なんにせよ只者ではないオーラを放っている。

タイトルでも触れているがこの辺りはかつての赤線地帯。いわゆる性的接待を伴う特殊飲食店が並んでいた場所だ。

 

戦後すぐに北富士演習場に駐在した米軍相手に商売を行っていた歴史を持つ。昭和40年に火災があり、その後は通常の飲食店街に変貌したということ。

 

メインとなる太い通りにはリノベーションされた小綺麗な店舗が並ぶ。

 

枝分かれした路地はかなり狭い。そこにあった店舗は漏れなく放置され廃墟化している状態だ。

 

苔が蒸した地面に産業の残骸が残っている。

それにしてもさっきから店舗名が「愛人」に「セクシー」と捻りのなさが実に昭和らしい。

 

リノベーションした側は味わい深い店舗はそのままに現代的なエッセンスが融合されたレトロさが魅力だ。店舗の外壁に残されたタイルの装飾は一見の価値あり。

 

こんな感じにオシャレなトイレまで用意されている。

2015年のプロジェクト発足以前は営業している店舗はわずか1軒だったというのだから見事に蘇ったといっていいだろう。

 

とある店舗に飾られた1枚の写真。

エドワード・ファーロングに見えて仕方がないのだが気のせいだよね?

2019年に来た時にはすでに飾られていた気がする。外国人観光者についていえば富士吉田は10年代中盤からコロナ禍前までインバウンド特需の恩恵をモロに受けていた町でもある。
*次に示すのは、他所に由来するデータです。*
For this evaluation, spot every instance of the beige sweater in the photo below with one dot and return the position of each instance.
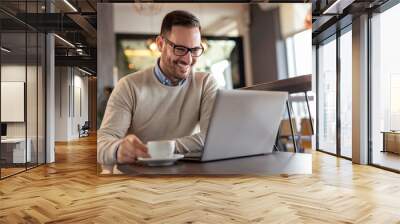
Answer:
(141, 105)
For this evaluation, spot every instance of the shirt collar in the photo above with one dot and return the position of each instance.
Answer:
(162, 78)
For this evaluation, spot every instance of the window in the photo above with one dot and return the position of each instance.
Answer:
(327, 96)
(299, 53)
(346, 94)
(385, 88)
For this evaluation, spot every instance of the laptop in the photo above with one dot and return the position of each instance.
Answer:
(243, 123)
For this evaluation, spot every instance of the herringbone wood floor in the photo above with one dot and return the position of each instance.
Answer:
(69, 191)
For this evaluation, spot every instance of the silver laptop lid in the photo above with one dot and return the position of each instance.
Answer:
(244, 123)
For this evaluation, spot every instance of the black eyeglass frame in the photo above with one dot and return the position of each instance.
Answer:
(175, 46)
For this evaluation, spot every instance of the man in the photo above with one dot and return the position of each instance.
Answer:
(164, 102)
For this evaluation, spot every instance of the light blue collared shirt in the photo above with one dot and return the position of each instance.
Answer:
(162, 78)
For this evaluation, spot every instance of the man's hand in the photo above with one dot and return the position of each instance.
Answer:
(130, 149)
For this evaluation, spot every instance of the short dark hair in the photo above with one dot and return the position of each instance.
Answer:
(179, 18)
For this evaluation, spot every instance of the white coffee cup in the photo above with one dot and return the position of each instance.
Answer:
(161, 149)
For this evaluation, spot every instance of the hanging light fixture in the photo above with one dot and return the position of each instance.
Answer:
(146, 9)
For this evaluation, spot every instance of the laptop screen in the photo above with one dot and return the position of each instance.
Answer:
(3, 129)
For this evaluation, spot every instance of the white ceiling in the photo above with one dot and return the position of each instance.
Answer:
(128, 20)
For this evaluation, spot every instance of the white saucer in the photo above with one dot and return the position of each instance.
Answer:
(160, 161)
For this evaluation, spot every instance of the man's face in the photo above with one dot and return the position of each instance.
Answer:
(178, 67)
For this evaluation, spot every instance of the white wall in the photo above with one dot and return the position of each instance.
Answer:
(69, 82)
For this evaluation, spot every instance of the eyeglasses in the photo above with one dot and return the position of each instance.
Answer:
(180, 50)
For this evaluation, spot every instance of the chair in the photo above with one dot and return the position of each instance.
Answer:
(84, 130)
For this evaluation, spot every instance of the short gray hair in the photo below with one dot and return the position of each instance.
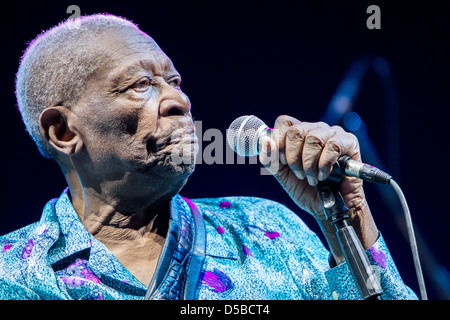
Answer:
(55, 67)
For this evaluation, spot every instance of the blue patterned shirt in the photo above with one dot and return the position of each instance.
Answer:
(220, 248)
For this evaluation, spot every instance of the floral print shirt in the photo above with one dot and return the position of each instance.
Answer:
(216, 248)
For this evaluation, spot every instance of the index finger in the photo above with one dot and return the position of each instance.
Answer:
(282, 125)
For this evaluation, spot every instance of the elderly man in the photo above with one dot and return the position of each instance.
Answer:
(100, 98)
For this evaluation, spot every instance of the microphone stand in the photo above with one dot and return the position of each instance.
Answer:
(368, 284)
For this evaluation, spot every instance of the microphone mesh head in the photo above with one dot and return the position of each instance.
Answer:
(243, 135)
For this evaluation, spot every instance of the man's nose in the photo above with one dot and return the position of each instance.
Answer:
(174, 103)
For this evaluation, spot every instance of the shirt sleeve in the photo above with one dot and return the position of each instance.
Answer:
(343, 286)
(339, 283)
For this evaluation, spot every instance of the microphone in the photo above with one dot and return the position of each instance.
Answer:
(244, 137)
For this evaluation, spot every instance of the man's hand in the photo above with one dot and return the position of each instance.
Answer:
(300, 154)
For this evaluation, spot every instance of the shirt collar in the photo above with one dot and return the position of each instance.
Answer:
(73, 235)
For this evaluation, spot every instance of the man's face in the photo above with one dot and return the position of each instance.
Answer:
(133, 117)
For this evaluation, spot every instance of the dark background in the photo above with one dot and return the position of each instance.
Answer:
(270, 58)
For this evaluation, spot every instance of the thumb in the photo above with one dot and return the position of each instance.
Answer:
(269, 155)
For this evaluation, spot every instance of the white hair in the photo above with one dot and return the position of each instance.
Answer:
(55, 67)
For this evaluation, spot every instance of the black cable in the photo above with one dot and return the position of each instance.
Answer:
(412, 239)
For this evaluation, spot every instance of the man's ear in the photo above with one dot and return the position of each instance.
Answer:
(56, 127)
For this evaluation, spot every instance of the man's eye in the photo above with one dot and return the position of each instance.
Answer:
(142, 85)
(176, 83)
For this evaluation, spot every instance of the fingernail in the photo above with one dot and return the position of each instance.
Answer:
(299, 174)
(321, 176)
(312, 181)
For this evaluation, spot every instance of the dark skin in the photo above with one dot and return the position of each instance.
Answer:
(114, 149)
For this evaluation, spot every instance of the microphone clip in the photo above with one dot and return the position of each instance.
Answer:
(368, 285)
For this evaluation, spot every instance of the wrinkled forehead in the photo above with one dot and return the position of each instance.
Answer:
(125, 49)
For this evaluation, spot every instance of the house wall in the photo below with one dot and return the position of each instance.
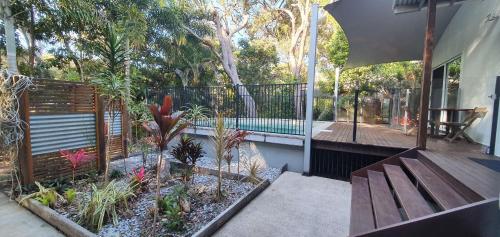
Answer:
(477, 41)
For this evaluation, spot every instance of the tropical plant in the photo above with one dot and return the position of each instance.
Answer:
(112, 88)
(46, 196)
(76, 159)
(166, 126)
(180, 151)
(104, 204)
(195, 152)
(116, 174)
(172, 207)
(220, 143)
(138, 178)
(234, 140)
(70, 195)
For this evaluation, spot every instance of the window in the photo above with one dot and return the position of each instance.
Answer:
(453, 82)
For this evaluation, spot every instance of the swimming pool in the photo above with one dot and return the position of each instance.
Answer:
(269, 125)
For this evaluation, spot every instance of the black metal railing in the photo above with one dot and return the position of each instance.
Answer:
(272, 108)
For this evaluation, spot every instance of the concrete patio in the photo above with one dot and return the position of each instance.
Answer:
(295, 205)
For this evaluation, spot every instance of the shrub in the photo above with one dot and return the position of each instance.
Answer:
(70, 195)
(104, 204)
(138, 179)
(116, 174)
(46, 196)
(171, 207)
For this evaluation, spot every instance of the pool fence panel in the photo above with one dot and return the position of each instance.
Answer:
(279, 108)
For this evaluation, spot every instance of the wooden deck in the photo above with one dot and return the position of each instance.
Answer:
(384, 137)
(455, 159)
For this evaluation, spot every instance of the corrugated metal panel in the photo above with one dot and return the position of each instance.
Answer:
(51, 133)
(117, 123)
(404, 6)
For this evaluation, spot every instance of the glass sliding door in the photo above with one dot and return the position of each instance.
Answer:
(453, 83)
(437, 87)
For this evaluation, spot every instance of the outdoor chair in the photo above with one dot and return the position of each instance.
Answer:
(458, 128)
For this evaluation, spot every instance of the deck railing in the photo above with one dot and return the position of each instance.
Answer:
(271, 108)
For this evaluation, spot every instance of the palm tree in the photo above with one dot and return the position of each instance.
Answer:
(10, 36)
(166, 126)
(112, 89)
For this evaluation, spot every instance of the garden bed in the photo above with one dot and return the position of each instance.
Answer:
(204, 212)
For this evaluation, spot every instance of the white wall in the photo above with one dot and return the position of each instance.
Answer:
(477, 41)
(274, 155)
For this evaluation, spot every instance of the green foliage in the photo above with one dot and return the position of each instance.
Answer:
(105, 203)
(116, 174)
(46, 196)
(171, 207)
(257, 62)
(70, 195)
(338, 48)
(195, 113)
(220, 143)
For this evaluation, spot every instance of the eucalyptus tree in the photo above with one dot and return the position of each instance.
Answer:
(224, 19)
(10, 36)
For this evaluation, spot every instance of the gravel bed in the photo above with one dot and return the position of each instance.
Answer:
(207, 162)
(137, 220)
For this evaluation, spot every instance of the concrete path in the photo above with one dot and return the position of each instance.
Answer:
(295, 205)
(17, 221)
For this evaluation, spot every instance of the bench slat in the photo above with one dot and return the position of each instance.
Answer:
(384, 207)
(361, 206)
(442, 193)
(414, 205)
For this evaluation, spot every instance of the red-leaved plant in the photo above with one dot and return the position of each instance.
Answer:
(166, 126)
(138, 177)
(75, 158)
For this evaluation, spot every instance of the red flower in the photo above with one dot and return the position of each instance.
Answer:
(76, 158)
(167, 124)
(138, 176)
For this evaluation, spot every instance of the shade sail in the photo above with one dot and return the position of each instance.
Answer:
(376, 34)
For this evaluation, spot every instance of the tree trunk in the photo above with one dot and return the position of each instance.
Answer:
(230, 68)
(10, 37)
(32, 40)
(74, 59)
(128, 95)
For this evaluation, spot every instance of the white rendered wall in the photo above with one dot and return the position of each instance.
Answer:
(477, 41)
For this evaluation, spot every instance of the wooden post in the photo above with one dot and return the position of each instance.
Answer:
(100, 138)
(125, 128)
(426, 80)
(355, 120)
(25, 157)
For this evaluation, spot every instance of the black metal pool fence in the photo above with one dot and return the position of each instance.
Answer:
(271, 108)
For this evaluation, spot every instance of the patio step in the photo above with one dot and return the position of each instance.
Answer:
(361, 206)
(442, 193)
(384, 207)
(413, 203)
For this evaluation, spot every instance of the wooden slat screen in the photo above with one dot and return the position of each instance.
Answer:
(62, 116)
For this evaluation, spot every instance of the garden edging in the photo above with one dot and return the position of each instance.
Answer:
(231, 211)
(63, 224)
それだけ富士山のお膝元であることは外国人にとって魅力なのだろう。主にアジア圏からの観光者で忍野八海とか常に激混みでしたよ。

 

トイレから先に営業している店舗は見受けられないが本町商店街までクネクネと路地が続いている。この先に新世界通りのランドマークとも呼べる建物が残っている。

 

フォーエバーの意味の如く鎮座し続ける廃墟ビル。退廃的で耽美な魅力すら感じる外観だ。

 

いつから存在しているのか?

看板に「SAUNA」とあるが・・・どう見ても風俗店ですよね、これ。

 

入り口はシャッターで固く閉ざされ中を見ることはできない。

 

本町商店街から入るとまず目にするのがこの看板だったりする。

新世界通りから乾杯通りへ時代が変わっても変わらないものもあるということか。

 

このサウナ店以降は特に何もなく本町商店街へ続いている。

この新世界乾杯通りは富士吉田の月江寺界隈にある激渋飲食店街のほんの一部でしかないことをお伝えしておこう。

 

富士吉田の月江寺という町は昭和で時が止まっているような町だ。

それもただ単に古い街並みが残るだけでなく、あらゆる路地に夜の店ともいうべき店舗がひしめき合っている。

 

西洋風の城みたいなカフェ建築。怪しさ満点。

 

これだけ昭和の盛場が当時の区画内にそのまま残っている場所というのも珍しい。

富士急ハイランドにでも出掛けるついでに昭和の終末観光もどうだろうか。吉田のうどんも美味しいよ。